Home Affairs Minister Davies Mwila has admitted that the law allows the Zambia Police Service to run parking lots at police stations.
Last week, MMD National Youth Secretary Bowman Lusambo challenged Mr Mwila to acquaint himself with the law before announcing policy decisions that are outside the law.
Appearing on ZNBC’s Sunday Interview last evening, Mr Mwila said he announced the ban on private vehicles parking at police stations because he wanted to bring sanity to police stations.
He admitted that the Zambia Police Amendment Act of 1999 empowers the Police Inspector General to prescribe the amounts to be paid as parking fees by those leaving the vehicles at the police station for safe keeping.
Mr Mwila said the ban is only temporal and meant to bring sanity and accountability in the running of parking lots by the police.
He said the fees collected by the police from parking fees are never remitted to the state as prescribed by law.
‘Where does that money go? The Police Command should tell us because their offices are not motivated, they lack stationery and they don’t even have fuel and yet that law was made with good intentions of helping the police stations run efficiently,’ Mr Mwila explained.

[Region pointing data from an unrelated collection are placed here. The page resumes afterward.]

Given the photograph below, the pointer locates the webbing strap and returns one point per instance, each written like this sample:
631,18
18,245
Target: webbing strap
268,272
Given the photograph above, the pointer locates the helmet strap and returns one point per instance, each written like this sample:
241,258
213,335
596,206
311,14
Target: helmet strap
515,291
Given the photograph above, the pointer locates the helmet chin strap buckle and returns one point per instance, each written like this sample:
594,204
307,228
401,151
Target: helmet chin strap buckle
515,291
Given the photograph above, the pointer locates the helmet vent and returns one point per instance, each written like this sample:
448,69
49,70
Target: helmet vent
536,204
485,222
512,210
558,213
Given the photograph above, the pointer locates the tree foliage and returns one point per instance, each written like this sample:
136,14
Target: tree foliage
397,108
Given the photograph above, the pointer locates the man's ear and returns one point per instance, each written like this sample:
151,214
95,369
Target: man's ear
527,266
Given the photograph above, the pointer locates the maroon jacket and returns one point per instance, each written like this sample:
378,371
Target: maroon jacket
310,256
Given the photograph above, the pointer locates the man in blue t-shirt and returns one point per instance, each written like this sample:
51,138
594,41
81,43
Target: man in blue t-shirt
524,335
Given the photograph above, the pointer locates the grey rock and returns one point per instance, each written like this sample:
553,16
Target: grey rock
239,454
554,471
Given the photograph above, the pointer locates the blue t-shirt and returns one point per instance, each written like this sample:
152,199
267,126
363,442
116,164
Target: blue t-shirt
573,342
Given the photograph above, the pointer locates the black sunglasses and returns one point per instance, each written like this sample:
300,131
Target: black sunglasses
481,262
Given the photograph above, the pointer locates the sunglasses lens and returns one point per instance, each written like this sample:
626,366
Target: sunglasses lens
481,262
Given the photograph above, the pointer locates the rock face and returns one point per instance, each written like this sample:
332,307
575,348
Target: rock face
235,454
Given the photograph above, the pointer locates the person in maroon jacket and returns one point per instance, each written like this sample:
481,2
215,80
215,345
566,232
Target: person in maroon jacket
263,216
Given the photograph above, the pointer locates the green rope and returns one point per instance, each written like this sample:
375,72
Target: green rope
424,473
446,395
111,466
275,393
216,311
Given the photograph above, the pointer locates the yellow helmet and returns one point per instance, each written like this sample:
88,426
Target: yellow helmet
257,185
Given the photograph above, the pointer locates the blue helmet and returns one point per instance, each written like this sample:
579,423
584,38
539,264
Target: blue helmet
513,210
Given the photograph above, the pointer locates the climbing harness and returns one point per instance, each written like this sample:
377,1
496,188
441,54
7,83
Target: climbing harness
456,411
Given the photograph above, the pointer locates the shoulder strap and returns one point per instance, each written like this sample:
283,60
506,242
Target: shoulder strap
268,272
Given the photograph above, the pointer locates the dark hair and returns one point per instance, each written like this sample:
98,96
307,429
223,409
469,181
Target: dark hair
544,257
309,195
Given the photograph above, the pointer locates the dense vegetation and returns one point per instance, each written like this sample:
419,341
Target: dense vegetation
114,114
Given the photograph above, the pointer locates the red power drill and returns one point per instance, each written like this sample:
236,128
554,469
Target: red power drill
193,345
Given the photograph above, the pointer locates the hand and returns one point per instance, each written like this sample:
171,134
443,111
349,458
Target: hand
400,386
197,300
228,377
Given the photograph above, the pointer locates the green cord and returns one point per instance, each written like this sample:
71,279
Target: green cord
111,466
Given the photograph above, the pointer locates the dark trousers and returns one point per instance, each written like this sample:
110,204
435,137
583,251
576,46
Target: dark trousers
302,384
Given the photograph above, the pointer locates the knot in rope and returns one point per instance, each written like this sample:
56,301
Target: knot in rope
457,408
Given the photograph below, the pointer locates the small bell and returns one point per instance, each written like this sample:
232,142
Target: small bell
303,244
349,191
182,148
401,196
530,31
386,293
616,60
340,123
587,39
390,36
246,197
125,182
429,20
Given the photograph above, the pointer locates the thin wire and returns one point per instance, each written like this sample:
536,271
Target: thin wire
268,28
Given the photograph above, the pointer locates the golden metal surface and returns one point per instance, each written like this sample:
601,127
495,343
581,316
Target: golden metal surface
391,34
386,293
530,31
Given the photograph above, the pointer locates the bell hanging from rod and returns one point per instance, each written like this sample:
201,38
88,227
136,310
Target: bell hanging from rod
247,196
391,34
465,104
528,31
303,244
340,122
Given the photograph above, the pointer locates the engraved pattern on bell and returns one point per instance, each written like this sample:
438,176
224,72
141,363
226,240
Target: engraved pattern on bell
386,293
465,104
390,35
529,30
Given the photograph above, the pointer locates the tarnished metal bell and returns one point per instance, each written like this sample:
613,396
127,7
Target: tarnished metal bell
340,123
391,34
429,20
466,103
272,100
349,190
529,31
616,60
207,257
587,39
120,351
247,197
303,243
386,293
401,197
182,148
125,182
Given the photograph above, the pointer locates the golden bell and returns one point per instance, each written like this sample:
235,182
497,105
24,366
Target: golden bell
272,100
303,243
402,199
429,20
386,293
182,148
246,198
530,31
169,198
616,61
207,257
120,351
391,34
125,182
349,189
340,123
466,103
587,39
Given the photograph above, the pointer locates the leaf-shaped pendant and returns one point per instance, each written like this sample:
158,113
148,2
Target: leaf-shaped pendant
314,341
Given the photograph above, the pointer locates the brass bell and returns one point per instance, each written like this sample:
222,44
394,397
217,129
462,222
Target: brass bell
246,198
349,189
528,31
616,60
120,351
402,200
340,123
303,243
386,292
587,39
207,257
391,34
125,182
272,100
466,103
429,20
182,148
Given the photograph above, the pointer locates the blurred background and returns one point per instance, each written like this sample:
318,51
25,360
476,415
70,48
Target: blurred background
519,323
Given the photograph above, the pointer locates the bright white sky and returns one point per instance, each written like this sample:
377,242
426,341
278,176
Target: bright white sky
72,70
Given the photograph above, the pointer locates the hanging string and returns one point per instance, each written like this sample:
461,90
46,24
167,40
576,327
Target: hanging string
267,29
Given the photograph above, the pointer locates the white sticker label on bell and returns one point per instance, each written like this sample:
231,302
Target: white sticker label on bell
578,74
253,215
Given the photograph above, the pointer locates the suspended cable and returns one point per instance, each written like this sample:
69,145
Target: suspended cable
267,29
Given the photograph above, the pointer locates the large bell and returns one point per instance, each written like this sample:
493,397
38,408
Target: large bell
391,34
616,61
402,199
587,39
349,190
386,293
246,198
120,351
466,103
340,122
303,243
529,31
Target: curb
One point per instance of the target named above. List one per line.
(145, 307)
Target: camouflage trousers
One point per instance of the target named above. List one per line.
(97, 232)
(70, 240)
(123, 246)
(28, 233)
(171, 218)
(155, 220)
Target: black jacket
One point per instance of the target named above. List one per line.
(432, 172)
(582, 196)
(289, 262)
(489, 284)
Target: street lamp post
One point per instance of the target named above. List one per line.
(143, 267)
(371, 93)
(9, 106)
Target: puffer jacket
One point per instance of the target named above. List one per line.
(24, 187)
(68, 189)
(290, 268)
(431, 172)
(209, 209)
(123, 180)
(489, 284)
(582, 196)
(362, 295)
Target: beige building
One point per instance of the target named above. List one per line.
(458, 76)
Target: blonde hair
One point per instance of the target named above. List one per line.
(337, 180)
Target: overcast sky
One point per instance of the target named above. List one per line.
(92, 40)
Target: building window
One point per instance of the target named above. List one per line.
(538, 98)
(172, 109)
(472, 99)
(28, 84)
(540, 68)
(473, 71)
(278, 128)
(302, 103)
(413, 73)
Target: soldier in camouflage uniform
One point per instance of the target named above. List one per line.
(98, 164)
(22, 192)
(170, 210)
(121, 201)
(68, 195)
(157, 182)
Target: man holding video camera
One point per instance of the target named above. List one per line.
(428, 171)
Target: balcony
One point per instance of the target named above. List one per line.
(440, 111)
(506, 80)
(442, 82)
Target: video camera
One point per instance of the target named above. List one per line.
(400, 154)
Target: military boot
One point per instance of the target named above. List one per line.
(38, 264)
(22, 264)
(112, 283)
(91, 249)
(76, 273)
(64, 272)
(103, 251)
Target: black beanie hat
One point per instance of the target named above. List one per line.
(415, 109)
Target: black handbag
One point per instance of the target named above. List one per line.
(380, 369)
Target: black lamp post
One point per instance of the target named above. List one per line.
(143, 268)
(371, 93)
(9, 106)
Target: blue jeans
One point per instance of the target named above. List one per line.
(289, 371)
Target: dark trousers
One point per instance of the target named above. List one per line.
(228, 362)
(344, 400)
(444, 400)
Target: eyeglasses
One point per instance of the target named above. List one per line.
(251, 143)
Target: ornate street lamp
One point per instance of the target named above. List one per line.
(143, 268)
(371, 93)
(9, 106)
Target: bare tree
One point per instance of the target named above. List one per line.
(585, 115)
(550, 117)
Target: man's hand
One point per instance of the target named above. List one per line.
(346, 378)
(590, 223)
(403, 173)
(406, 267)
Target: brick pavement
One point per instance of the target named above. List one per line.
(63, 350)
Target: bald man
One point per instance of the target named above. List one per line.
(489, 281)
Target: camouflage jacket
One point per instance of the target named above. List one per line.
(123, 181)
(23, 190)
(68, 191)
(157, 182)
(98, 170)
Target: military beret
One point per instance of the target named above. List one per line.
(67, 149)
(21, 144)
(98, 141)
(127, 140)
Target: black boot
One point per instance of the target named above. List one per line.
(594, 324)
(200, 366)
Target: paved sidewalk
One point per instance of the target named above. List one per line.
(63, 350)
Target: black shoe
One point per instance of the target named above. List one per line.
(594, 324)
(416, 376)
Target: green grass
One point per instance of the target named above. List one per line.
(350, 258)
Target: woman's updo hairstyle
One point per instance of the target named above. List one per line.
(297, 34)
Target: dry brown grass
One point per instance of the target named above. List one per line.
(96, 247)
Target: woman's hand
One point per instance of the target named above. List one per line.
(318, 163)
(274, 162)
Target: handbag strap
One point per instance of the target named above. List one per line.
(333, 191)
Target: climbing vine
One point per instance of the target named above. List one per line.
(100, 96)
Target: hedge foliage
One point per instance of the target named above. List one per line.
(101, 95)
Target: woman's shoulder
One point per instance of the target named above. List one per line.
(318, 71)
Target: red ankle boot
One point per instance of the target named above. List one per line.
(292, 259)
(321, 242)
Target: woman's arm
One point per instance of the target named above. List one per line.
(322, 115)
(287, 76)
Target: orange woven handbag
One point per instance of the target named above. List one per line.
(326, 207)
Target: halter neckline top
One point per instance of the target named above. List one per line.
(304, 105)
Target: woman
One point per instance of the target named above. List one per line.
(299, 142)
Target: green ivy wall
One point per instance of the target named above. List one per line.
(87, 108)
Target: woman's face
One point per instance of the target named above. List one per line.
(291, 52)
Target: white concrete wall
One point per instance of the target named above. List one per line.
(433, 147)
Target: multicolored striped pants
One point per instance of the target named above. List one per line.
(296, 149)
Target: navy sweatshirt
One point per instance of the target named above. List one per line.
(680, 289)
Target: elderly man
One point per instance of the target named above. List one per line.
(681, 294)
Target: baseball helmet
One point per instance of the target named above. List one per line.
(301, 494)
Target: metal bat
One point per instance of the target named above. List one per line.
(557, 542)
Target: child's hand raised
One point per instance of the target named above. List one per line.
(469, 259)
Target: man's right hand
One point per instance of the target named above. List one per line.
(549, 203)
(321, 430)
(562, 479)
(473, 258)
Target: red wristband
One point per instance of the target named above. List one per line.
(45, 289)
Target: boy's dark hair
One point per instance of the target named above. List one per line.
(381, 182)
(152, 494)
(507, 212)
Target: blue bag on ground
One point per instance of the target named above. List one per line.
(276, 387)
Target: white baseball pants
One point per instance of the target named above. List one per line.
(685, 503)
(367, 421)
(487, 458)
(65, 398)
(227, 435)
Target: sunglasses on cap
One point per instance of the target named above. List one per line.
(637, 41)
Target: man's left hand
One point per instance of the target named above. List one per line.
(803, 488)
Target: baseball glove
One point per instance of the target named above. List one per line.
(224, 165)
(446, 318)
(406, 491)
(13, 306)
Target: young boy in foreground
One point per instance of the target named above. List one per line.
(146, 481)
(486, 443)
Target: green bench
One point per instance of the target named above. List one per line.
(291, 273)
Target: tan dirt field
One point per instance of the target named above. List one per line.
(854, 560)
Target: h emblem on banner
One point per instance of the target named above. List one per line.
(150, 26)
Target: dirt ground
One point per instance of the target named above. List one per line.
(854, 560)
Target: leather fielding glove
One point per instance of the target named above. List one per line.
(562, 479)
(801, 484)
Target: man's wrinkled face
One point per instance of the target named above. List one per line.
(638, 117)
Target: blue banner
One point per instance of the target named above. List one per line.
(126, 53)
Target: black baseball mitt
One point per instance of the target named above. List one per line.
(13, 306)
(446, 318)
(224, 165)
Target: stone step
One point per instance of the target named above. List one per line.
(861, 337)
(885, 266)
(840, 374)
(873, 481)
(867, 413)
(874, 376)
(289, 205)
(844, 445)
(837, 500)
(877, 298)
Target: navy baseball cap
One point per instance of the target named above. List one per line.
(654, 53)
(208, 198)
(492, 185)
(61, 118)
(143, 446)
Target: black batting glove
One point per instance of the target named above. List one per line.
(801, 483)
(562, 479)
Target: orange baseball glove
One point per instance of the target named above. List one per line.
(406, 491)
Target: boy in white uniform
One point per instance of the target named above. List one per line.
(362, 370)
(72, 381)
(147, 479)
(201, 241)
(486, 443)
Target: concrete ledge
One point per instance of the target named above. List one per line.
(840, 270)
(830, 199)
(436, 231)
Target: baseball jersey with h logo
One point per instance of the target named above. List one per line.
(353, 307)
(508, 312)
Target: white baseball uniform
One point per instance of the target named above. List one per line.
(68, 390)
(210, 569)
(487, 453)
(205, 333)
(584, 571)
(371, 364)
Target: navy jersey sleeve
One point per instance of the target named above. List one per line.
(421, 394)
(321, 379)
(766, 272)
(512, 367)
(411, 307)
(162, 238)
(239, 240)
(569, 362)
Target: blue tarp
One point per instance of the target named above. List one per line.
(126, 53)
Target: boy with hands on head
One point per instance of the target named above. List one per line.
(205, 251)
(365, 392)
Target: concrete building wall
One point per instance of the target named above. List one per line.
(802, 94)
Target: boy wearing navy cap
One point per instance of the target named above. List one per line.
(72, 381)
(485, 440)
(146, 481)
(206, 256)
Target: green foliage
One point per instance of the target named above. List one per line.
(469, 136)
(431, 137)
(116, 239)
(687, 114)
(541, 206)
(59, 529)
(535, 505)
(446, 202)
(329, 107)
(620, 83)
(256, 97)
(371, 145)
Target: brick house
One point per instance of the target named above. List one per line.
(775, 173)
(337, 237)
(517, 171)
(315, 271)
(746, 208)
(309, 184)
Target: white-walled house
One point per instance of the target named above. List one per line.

Although he failed to state when the ban will be lifted, Mr Mwila said some members of the public have started compiling with his directive by not parking at police stations.
‘I have received a lot of messages from members of the public supporting this move. What we want is accountability. The Police Command should ensure sanity is restored. Even if the law is there, we need to check on how these people are working.’
Mr Mwila said it is not the responsibility of the state to ensure a private vehicle is protected.
‘When you buy your car from wherever, do you expect the police to look after the vehicle for you? I don’t think it is the responsibility of the police to protect your car.’